Organisms live in a constantly varying environment with limited resources. In order to thrive, organisms need to be able to respond to environmental changes, to make best use of the available resources, or to protect themselves from potentially harmful agents. One way to achieve this is to regulate how the DNA is transcribed and then subsequently translated. The complex patterns of genes regulating other genes form transcription networks which have evolved over millions of years to achieve the complexity we see in organisms today. Whilst it is possible to disassemble the complex network into smaller functional modules or motifs using various lab-based techniques, these techniques do not allow us to examine the evolution of the motifs and networks, because it is not possible to run laboratory experiments lasting millions of years. One potential solution to this problem is to use computational techniques and perform the evolution in silico.

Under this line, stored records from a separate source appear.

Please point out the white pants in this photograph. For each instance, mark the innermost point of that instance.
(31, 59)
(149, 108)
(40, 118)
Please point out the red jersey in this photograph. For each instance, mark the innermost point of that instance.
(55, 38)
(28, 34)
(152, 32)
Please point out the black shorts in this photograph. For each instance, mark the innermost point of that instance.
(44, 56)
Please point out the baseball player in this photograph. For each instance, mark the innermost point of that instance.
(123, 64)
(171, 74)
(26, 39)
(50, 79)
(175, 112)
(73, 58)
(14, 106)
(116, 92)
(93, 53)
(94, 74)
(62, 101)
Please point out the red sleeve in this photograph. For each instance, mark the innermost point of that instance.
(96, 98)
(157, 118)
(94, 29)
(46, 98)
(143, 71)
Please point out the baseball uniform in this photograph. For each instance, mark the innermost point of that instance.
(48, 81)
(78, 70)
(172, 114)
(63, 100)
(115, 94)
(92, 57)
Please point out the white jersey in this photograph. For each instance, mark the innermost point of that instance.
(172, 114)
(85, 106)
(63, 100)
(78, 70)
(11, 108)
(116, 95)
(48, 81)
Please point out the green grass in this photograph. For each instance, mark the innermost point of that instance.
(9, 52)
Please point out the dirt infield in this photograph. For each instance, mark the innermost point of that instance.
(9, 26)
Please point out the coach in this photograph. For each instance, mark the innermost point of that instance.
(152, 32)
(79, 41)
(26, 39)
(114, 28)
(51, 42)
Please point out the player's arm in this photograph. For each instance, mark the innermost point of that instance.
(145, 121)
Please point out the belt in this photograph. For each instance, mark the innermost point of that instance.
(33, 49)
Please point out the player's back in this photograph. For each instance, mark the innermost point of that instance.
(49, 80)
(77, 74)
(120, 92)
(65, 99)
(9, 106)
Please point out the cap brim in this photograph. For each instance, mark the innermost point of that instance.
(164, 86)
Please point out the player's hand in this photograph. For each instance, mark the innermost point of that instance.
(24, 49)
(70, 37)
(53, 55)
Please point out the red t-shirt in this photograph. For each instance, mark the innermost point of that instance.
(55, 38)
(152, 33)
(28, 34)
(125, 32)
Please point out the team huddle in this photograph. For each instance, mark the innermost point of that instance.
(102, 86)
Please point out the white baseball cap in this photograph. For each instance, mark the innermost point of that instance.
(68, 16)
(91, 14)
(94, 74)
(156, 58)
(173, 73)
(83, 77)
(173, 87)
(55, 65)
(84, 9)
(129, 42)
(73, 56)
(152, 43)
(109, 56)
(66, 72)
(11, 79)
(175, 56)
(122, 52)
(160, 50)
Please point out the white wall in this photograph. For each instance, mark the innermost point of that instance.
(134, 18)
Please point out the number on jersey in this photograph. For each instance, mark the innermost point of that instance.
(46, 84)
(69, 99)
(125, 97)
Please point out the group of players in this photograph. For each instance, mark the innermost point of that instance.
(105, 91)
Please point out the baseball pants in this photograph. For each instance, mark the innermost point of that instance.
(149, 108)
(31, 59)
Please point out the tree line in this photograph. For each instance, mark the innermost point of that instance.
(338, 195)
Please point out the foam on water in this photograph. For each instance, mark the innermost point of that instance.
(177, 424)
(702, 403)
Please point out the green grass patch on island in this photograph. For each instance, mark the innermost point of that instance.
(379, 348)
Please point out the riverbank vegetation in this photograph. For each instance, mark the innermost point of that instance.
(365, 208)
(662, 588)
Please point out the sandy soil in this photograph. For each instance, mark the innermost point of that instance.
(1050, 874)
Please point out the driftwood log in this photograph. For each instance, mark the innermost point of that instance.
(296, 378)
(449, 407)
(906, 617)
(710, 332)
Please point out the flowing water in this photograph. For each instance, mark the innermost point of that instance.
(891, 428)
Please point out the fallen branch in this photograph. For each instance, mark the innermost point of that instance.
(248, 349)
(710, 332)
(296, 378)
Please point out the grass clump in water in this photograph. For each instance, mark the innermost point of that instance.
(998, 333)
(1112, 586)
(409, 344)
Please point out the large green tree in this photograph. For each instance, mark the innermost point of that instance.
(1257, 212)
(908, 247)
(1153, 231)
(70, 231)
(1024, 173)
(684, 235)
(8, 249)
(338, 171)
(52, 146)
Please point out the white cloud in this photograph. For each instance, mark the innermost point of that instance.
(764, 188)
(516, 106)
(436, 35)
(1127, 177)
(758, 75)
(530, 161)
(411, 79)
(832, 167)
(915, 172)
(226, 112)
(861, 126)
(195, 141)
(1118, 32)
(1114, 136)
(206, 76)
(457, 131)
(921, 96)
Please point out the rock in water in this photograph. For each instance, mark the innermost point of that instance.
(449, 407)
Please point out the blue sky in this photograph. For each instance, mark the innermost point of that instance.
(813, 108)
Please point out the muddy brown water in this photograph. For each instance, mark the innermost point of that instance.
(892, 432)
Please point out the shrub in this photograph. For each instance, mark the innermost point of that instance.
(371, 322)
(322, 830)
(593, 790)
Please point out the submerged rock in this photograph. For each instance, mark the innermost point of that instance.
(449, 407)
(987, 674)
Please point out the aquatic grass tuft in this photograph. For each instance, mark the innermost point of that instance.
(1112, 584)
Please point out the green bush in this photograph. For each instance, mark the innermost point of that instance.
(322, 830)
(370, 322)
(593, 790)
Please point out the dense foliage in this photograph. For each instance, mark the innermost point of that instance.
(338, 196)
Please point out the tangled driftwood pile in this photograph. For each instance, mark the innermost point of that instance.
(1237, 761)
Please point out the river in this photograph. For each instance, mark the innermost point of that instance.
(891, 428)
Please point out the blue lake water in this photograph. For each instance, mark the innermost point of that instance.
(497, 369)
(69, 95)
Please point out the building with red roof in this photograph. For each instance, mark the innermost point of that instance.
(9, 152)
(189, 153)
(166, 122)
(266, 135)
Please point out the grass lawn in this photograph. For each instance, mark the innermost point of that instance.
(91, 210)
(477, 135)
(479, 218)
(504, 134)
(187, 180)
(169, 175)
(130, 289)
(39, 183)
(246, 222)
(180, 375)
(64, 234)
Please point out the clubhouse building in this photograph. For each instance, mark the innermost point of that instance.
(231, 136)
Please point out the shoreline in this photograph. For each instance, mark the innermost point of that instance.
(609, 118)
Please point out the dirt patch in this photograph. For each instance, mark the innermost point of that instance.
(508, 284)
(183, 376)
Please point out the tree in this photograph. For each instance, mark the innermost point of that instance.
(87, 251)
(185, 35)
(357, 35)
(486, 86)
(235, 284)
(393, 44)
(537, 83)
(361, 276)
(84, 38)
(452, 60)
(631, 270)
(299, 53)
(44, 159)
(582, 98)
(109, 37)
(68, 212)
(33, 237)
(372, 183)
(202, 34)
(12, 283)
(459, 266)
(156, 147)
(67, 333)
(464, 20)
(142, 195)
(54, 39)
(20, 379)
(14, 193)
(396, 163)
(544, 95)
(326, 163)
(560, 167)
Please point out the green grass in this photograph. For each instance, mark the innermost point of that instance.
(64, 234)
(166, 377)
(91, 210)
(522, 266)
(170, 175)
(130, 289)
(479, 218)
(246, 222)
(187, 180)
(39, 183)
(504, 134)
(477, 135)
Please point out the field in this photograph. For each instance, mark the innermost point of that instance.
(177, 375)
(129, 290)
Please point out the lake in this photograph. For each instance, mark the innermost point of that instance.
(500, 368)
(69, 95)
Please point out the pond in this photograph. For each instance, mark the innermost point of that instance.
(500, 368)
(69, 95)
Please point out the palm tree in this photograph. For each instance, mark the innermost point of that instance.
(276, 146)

We have developed a model that abstractly incorporates all important transcriptional processes found within prokaryotic organisms. The model is able to evolve an arbitrary level of complexity, and it provides a platform for examining evolution and adaptation to varying environmental conditions. Unlike other mathematical and computational models of prokaryotic cells, protein function is not predetermined in the model. Instead the efficiency of a specific protein to perform a given function is based on the binding affinity of the protein to other molecules (such as food for metabolism). This allows 'jack-of-all-trade' proteins to evolve which can perform many functions, albeit not that well, and very specific proteins which perform a single function extremely well. It also allows for the evolution of very complex transcription networks.
The model is simulated using stochastic processes in order to capture the inherent randomness within cells, and provides an in silico evolution platform using mutation and gene duplication/loss operators.
Preliminary results have indicated that the model can survive in a simplistic environment consisting of a single non-varying food source using realistic parameter ranges, and has displayed a realistic cell-cycle time as an emergent property of the model. Current work is studying evolution and adaptation to more complex and varying environments.